If taking a long walk stimulates your creativity, then move out in the open. Watch movies, travel, visit museums or art galleries. Observe. Treat your visual palette every day. Overwhelm your brain with varied ideas- even the bad ones.
More Ideas = Better Ideas. Here are some interesting habits that you can build to come up with great ideas.
Welcome serendipity in your life
Serendipity made Jonathan and Sara find love. And, it most certainly would help you discover great ideas.
Does every single minute of our lives need to be perfectly planned? If that was the case, there wouldn’t be any room for out-of-the-box thinking. One has to leave room for the God of serendipity to shine creative thinking in one’s life.

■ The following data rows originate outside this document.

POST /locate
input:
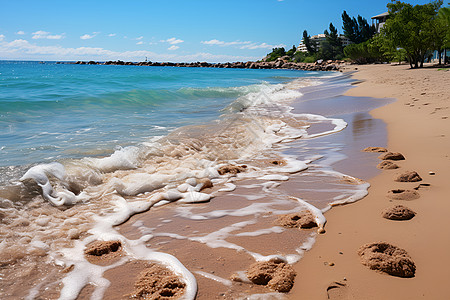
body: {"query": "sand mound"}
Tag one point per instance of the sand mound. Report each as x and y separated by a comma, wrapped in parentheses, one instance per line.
(278, 162)
(392, 156)
(409, 176)
(157, 282)
(303, 219)
(351, 180)
(231, 169)
(206, 183)
(375, 149)
(387, 258)
(387, 165)
(398, 213)
(400, 194)
(275, 274)
(100, 252)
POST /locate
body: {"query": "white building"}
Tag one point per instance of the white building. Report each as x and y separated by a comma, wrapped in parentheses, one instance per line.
(319, 39)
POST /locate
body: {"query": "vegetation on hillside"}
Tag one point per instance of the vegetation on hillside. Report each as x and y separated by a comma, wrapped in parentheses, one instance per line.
(410, 33)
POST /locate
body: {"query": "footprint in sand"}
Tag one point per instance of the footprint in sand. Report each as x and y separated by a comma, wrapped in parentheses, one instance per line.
(398, 213)
(391, 156)
(401, 194)
(339, 290)
(408, 176)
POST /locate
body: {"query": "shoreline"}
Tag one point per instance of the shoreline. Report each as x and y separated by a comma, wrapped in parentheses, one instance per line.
(325, 65)
(418, 127)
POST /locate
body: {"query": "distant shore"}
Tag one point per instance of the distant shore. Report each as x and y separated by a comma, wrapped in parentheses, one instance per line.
(329, 65)
(418, 127)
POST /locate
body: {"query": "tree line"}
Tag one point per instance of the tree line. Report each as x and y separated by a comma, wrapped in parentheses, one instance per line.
(410, 33)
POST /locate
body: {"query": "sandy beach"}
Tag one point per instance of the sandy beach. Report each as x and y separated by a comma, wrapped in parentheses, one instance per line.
(418, 127)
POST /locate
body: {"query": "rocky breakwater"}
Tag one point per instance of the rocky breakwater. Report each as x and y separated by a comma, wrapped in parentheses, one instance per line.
(329, 65)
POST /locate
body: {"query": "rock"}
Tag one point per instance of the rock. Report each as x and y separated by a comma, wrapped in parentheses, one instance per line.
(275, 274)
(398, 213)
(375, 149)
(400, 194)
(387, 165)
(303, 219)
(231, 169)
(103, 252)
(278, 162)
(409, 176)
(392, 156)
(387, 258)
(206, 183)
(99, 248)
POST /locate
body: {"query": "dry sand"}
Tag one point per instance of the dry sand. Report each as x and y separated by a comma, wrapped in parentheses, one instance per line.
(418, 127)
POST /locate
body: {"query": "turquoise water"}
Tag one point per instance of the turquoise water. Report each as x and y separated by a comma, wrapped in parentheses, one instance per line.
(55, 111)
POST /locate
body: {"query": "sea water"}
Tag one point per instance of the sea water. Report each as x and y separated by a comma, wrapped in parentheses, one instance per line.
(85, 147)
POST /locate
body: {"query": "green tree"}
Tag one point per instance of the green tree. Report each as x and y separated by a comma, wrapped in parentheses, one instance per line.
(291, 52)
(332, 46)
(276, 53)
(411, 28)
(444, 16)
(440, 31)
(350, 28)
(357, 30)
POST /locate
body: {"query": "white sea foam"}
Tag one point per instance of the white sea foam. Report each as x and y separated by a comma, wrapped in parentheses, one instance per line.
(169, 170)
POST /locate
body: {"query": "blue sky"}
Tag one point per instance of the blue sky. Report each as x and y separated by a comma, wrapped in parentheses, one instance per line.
(166, 30)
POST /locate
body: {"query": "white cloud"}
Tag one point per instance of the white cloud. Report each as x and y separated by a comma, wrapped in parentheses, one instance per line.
(222, 43)
(241, 45)
(89, 36)
(22, 49)
(254, 46)
(46, 35)
(172, 41)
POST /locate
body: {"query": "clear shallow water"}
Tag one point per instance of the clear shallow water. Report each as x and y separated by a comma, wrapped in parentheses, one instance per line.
(52, 111)
(86, 143)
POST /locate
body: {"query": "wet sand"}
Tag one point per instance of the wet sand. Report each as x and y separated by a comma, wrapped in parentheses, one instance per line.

Even chance encounters and unstructured conversations lead to intermixing of ideas. No wonder coffee shops are the mecca of serendipity.
Most of the modern offices these days create open spaces for people to meet serendipitously for a chance to spur innovative thinking. Hackerspaces are built on this principle. They allow people with similar interests to meet, socialize and collaborate on ideas. So carve out that space for serendipity where innovative accidents can happen.
Make space for error
“Being right keeps you in place. Being wrong forces you to explore.” -Steven Johnson
There is absolutely no doubt that errors lead to innovation. History is full of examples. Alexander Fleming invented Penicillin because of an error. The invention of Polyethylene was because of a leak in pressure. Moral of the story? Don’t be so hard on yourself. You obviously can not induce errors intentionally, but when errors occur, don’t wipe them off immediately. Observe and improve.
On that note, there are no good or bad ideas. Only successful or failed ideas.
Hope you get a lot of breakthrough ideas and end up building the next unicorn. And don’t forget to hire me then. Puhleez!